The Ameraucana is a cute and unique-looking breed of chicken. It’s often highly sought after due to being easy to raise, having a friendly temperament, and of course, laying blue eggs!
Whether you’re raising chicks or have some adult birds, it’s important to know if you have hens (females) or roosters (males) in your flock.
Telling the sex of a chicken is difficult when they first hatch. It gets easier the older the chicken gets, as well as becoming easier with experience.
Here is a look at the Ameraucana Rooster vs Hen and the differences to look for when identifying the sex of the bird, as well as some of their characteristics.
How Do You Tell if an Ameraucana Is a Rooster?
There are some ways you can tell if an Ameraucana is a rooster – or a hen – but it depends on the age of the bird for the most part.
Some poultry experts use a technique called ‘vent sexing’, which involves squeezing feces out of a baby chick and investigating their anatomy.
This takes a lot of practice and experience though, and it’s still said to only be 90% accurate.
This is why a lot of hatcheries will not give you a guarantee when selling baby chicks, and some just sell chickens as ‘straight-run’, which means they can be any sex.
Here are some more reliable ways of determining if an Ameraucana is a rooster or a hen based on their age:
Ameraucana Hen vs Rooster at 6-8 Weeks’ Old
When raising chicks, it’s around the age of 6-8 weeks of age when you will start to see some physical characteristics that help you tell roosters apart from hens.
It’s often difficult if you have just one or two chicks, but if you have a bunch of chicks you’ll see them developing at different rates.
Roosters’ wattles and combs tend to grow quicker and are noticeably redder than a hen’s.
Ameraucanas have small pea-type combs, and their wattles are almost non-existent, so this is a little more tricky than breeds with large combs.
But it’s still a valid way of telling cockerels and pullets apart if you have one of each sex next to one another.
Related – A look at when Ameraucans start laying eggs.
Ameraucana Hen vs Rooster at 10-12 Weeks’ Old
The next milestone that helps you tell male and female chickens apart, and this one is much more obvious – is when Ameraucanas develop their adult feathers.
At around 10-12 weeks of age, Ameraucanas start to get pronounced hackle feathers, which are the feathers around their necks and down their backs.
They also develop saddle feathers, which are the feathers lower down on the chicken’s back near the base of their tails.

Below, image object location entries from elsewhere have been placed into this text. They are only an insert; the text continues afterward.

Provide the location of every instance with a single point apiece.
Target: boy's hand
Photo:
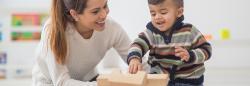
(182, 53)
(135, 65)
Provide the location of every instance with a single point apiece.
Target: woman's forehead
(92, 4)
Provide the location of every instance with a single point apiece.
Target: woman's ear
(180, 11)
(74, 15)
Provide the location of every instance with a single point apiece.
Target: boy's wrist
(135, 58)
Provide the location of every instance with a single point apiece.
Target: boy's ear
(74, 14)
(180, 12)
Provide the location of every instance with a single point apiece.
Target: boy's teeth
(101, 22)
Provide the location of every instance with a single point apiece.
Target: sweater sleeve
(121, 40)
(201, 49)
(139, 47)
(47, 72)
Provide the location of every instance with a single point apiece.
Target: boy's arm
(139, 47)
(201, 49)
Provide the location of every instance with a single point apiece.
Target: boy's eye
(153, 14)
(164, 12)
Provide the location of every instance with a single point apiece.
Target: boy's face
(164, 15)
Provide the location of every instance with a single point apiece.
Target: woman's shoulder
(112, 25)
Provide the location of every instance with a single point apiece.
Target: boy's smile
(164, 15)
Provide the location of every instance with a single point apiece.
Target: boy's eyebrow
(98, 8)
(163, 9)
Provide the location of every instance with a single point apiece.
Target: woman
(73, 42)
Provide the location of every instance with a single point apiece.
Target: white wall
(209, 16)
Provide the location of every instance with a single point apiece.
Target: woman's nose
(104, 13)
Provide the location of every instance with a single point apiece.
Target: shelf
(231, 42)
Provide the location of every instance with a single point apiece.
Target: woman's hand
(135, 65)
(182, 53)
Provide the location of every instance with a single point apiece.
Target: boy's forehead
(164, 4)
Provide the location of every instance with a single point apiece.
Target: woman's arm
(47, 72)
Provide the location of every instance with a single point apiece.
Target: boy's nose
(158, 16)
(104, 13)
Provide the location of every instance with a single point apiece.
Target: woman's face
(93, 16)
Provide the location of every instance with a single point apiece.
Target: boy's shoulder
(188, 27)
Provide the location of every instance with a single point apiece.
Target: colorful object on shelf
(1, 25)
(2, 73)
(208, 37)
(225, 34)
(24, 36)
(1, 37)
(28, 19)
(3, 58)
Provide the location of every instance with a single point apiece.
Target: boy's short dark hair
(179, 3)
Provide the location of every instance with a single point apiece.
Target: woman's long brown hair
(60, 16)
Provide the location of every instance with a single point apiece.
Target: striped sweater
(161, 51)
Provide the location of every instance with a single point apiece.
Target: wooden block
(102, 80)
(138, 79)
(157, 80)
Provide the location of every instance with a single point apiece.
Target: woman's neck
(85, 33)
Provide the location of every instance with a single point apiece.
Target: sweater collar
(167, 38)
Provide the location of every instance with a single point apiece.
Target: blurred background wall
(225, 23)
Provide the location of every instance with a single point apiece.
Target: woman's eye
(95, 12)
(106, 6)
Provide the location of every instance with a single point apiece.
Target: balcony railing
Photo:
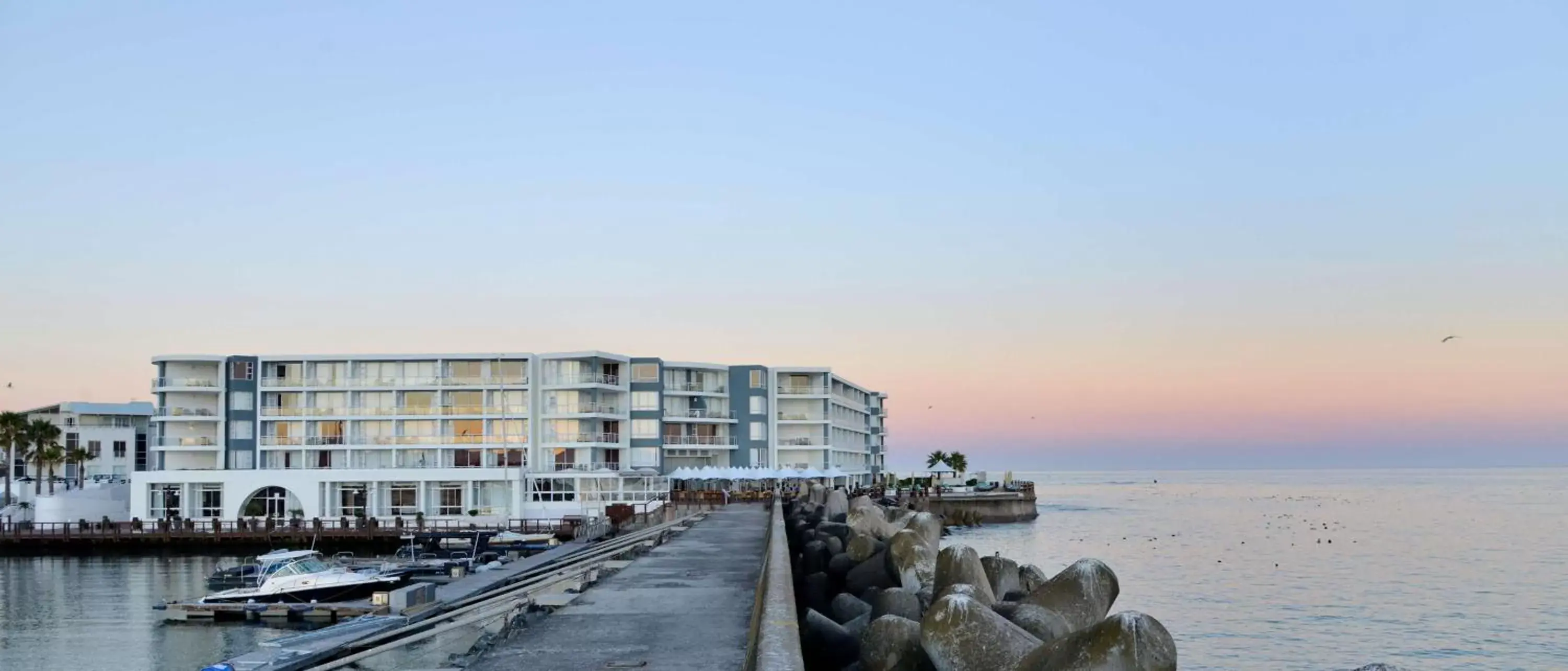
(190, 441)
(589, 466)
(182, 413)
(585, 438)
(184, 383)
(480, 381)
(295, 411)
(800, 418)
(698, 413)
(694, 388)
(700, 441)
(589, 378)
(402, 381)
(589, 408)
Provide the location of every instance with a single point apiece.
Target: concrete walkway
(684, 606)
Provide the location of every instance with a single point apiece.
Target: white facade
(107, 430)
(493, 435)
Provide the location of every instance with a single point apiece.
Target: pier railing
(338, 527)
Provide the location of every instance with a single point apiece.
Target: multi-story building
(501, 435)
(115, 435)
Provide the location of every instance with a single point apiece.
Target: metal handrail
(698, 413)
(700, 441)
(184, 383)
(504, 598)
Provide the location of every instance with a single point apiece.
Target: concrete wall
(993, 508)
(91, 504)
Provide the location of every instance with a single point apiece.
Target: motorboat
(303, 576)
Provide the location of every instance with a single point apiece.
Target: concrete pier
(684, 606)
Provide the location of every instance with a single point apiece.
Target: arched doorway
(270, 502)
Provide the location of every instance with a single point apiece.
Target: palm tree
(79, 455)
(54, 455)
(13, 432)
(41, 435)
(959, 461)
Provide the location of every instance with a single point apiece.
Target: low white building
(115, 435)
(496, 435)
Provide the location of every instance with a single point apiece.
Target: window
(466, 371)
(645, 429)
(507, 372)
(451, 498)
(164, 501)
(242, 460)
(352, 499)
(645, 400)
(211, 501)
(645, 372)
(403, 498)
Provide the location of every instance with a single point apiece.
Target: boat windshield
(303, 566)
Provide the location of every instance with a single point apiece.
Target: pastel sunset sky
(1060, 236)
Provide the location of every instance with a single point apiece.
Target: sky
(1059, 236)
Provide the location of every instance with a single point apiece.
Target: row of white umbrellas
(708, 472)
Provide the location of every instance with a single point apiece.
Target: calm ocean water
(1431, 570)
(1321, 570)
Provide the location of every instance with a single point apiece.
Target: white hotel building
(499, 435)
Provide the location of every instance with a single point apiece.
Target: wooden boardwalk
(225, 535)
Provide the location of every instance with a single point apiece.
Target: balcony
(599, 466)
(698, 413)
(189, 441)
(589, 410)
(802, 391)
(187, 413)
(203, 385)
(800, 418)
(388, 411)
(589, 378)
(585, 438)
(676, 441)
(483, 381)
(694, 388)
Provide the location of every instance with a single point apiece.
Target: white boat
(302, 576)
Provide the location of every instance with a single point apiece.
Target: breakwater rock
(879, 592)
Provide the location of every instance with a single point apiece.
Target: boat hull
(324, 593)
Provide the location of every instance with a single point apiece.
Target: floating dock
(182, 612)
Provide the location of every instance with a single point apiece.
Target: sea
(1249, 570)
(1321, 570)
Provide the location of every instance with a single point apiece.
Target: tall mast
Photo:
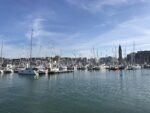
(2, 53)
(31, 46)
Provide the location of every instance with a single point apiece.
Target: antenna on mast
(31, 46)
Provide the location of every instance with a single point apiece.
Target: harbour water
(78, 92)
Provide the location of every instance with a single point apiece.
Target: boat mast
(31, 46)
(2, 53)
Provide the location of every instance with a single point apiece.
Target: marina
(82, 91)
(74, 56)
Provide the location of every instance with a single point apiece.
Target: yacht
(29, 70)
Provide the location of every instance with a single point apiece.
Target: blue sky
(68, 27)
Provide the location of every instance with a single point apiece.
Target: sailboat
(29, 70)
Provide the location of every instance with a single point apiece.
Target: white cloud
(98, 5)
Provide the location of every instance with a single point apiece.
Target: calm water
(79, 92)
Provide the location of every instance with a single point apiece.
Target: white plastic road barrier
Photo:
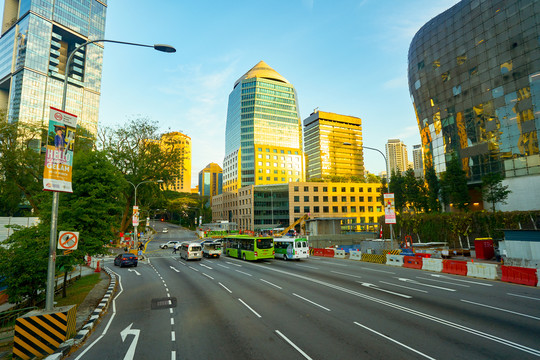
(355, 255)
(394, 260)
(432, 264)
(481, 270)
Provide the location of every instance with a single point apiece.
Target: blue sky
(347, 57)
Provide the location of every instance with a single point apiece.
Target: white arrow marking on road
(419, 283)
(372, 286)
(127, 331)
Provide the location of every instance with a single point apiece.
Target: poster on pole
(59, 154)
(389, 209)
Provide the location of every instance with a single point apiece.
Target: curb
(94, 318)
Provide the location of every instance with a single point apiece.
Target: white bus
(291, 248)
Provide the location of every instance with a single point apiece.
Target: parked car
(169, 244)
(126, 259)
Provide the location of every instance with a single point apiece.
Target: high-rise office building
(37, 38)
(210, 180)
(396, 155)
(333, 145)
(474, 77)
(263, 138)
(182, 142)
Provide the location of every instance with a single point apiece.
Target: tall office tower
(396, 155)
(474, 77)
(182, 182)
(37, 38)
(211, 180)
(263, 138)
(333, 145)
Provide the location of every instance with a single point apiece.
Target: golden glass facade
(263, 139)
(333, 145)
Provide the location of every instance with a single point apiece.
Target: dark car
(126, 259)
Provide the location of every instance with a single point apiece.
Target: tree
(454, 184)
(493, 191)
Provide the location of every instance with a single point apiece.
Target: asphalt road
(319, 308)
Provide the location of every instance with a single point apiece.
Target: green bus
(249, 247)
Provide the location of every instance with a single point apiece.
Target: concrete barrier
(432, 264)
(394, 260)
(484, 271)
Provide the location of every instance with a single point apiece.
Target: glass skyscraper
(37, 37)
(474, 79)
(263, 138)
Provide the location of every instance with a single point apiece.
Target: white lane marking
(225, 288)
(419, 283)
(337, 272)
(467, 281)
(442, 281)
(312, 302)
(411, 311)
(268, 282)
(383, 271)
(307, 266)
(394, 341)
(372, 286)
(253, 311)
(496, 308)
(244, 273)
(293, 345)
(405, 287)
(231, 263)
(526, 297)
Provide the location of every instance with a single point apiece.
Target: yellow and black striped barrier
(40, 333)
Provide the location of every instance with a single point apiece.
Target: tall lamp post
(135, 203)
(49, 296)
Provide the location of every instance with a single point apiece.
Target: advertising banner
(389, 209)
(59, 154)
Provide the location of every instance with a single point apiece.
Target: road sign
(68, 240)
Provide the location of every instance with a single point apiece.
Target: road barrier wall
(355, 255)
(481, 270)
(432, 264)
(519, 275)
(455, 267)
(394, 260)
(412, 262)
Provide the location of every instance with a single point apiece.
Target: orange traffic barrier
(519, 275)
(455, 267)
(413, 262)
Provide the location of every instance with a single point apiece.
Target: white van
(190, 251)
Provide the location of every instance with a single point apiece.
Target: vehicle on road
(212, 249)
(287, 248)
(169, 244)
(126, 259)
(249, 247)
(190, 251)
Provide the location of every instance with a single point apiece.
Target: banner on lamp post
(59, 154)
(389, 209)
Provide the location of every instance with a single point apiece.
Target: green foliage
(493, 191)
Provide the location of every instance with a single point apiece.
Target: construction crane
(281, 233)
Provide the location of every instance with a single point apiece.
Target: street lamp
(135, 202)
(49, 296)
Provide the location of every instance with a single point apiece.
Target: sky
(346, 57)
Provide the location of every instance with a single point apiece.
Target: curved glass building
(263, 136)
(474, 79)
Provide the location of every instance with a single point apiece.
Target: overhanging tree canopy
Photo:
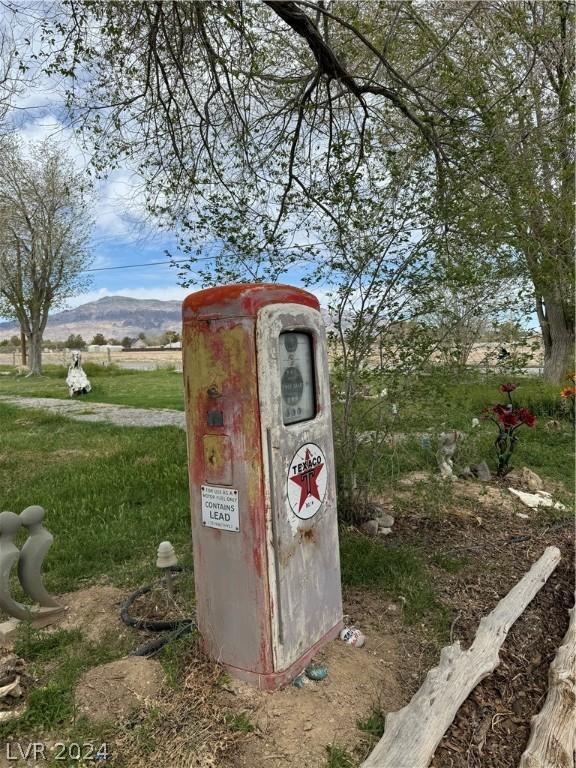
(44, 231)
(239, 101)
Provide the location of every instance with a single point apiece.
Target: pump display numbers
(307, 480)
(220, 508)
(296, 377)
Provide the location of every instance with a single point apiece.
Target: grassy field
(146, 389)
(113, 494)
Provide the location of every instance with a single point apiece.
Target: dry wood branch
(553, 737)
(413, 733)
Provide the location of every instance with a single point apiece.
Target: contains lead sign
(220, 508)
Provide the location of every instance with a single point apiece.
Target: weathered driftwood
(553, 738)
(413, 733)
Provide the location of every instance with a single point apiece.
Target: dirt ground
(293, 727)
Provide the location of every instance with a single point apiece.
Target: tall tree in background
(44, 232)
(514, 189)
(240, 98)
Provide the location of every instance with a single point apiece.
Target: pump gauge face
(297, 377)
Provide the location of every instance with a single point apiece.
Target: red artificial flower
(508, 419)
(526, 417)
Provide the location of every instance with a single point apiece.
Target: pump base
(273, 681)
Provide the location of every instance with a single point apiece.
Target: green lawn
(146, 389)
(110, 494)
(430, 405)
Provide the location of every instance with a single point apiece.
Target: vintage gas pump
(262, 479)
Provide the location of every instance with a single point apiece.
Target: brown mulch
(492, 727)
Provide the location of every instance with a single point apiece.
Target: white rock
(531, 479)
(535, 500)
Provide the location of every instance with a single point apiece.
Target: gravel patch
(120, 415)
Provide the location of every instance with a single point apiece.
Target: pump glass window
(297, 377)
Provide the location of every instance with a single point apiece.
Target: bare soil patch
(95, 611)
(113, 691)
(294, 726)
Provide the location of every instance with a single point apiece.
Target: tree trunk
(35, 352)
(413, 732)
(558, 336)
(23, 347)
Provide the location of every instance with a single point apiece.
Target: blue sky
(122, 235)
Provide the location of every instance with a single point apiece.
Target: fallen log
(553, 737)
(413, 733)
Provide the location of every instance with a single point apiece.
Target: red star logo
(307, 481)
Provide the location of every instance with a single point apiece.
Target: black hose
(176, 626)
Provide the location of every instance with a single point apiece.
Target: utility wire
(148, 264)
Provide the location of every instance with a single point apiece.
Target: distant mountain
(113, 316)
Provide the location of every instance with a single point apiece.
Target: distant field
(154, 359)
(145, 389)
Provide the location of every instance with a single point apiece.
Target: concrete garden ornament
(448, 443)
(77, 381)
(29, 559)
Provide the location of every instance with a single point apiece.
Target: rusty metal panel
(231, 570)
(218, 458)
(304, 564)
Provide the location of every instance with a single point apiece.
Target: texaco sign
(307, 480)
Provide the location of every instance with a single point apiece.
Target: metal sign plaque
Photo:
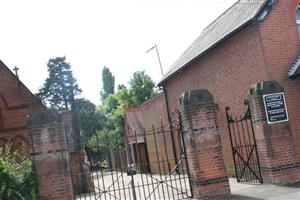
(275, 108)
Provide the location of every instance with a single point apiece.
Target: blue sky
(97, 33)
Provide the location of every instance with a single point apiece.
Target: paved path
(241, 191)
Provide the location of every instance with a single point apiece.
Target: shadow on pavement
(241, 197)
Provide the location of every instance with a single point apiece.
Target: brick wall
(280, 41)
(16, 103)
(261, 51)
(227, 72)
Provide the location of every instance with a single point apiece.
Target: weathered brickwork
(261, 51)
(50, 156)
(16, 103)
(208, 175)
(278, 159)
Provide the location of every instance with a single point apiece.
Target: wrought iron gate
(244, 149)
(147, 167)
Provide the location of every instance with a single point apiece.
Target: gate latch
(131, 170)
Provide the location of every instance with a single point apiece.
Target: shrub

The main difference here is that roosters’ hackle and saddle feathers are long and pointy, while a hen’s feathers are shorter and much more rounded.
To get a better idea, take a look at adult Ameraucanas that are fully matured. You will clearly see that roosters’ feathers are much larger and give them a very different appearance.
Other Tips for Telling Ameraucana Roosters vs Hens Apart as They Age
I’ve heard a few crazy methods and old wives’ tales over the years, but I’m not going to share those with you.
Some of the more reliable ways of telling male and female chickens apart as they age that do work are:
- Looking at their feathers; roosters tend to have shinier feathers than hens
- Roosters are usually friendlier and much bolder, they’re more likely to interact with you
- Roosters have thicker legs and bigger feet, at some point you should notice this
- If you observe a chick walking, roosters tend to have more of a strut about their walk
- Roosters are ultimately going to be bigger than hens
Obviously, these characteristics are not the most obvious or reliable. But in combination with other signs, it can help you determine if a chick is going to grow up to be a rooster or a hen.
Telling male and female chickens apart from an early age is also something that gets easier with experience.
It can feel impossible the first time you try to spot the small differences between chicks, but it’ll get easier over time, I promise.
Difference Between Adult Ameraucana Roosters vs Hens
If you have fully grown Ameraucanas, this is when it’s easiest to tell the difference between a rooster vs a hen.
Simply put; physically, roosters are much larger than hens, and their hackle, tail, and saddle feathers are much larger.
Personality-wise, roosters strut around and are much more aggressive than hens. Oh, and there is the obvious thing to point out – roosters do not lay eggs!
At What Age Do Ameraucana Roosters Crow?
Probably the most reliable way to tell a rooster from a hen is the fact that roosters crow loudly, while hens cluck and chatter.
There are some instances when hens will crow, but this is very rare.
The age at which Ameraucana roosters first crow will be around 4-5 months old. Every bird is different though, there is no set age when they will let out that first “cock-a-doodle-do”.
But when one of your chickens does start giving you an early morning call by crowing, you know you have a rooster on your hands!
Ameraucanas are wonderful chickens, they’re a lot of fun to raise and have a distinctive look and personality compared to most breeds.
It’s hard to tell male and female chicks apart, but once you know what you’re looking for it becomes easy to tell roosters apart from hens as they age.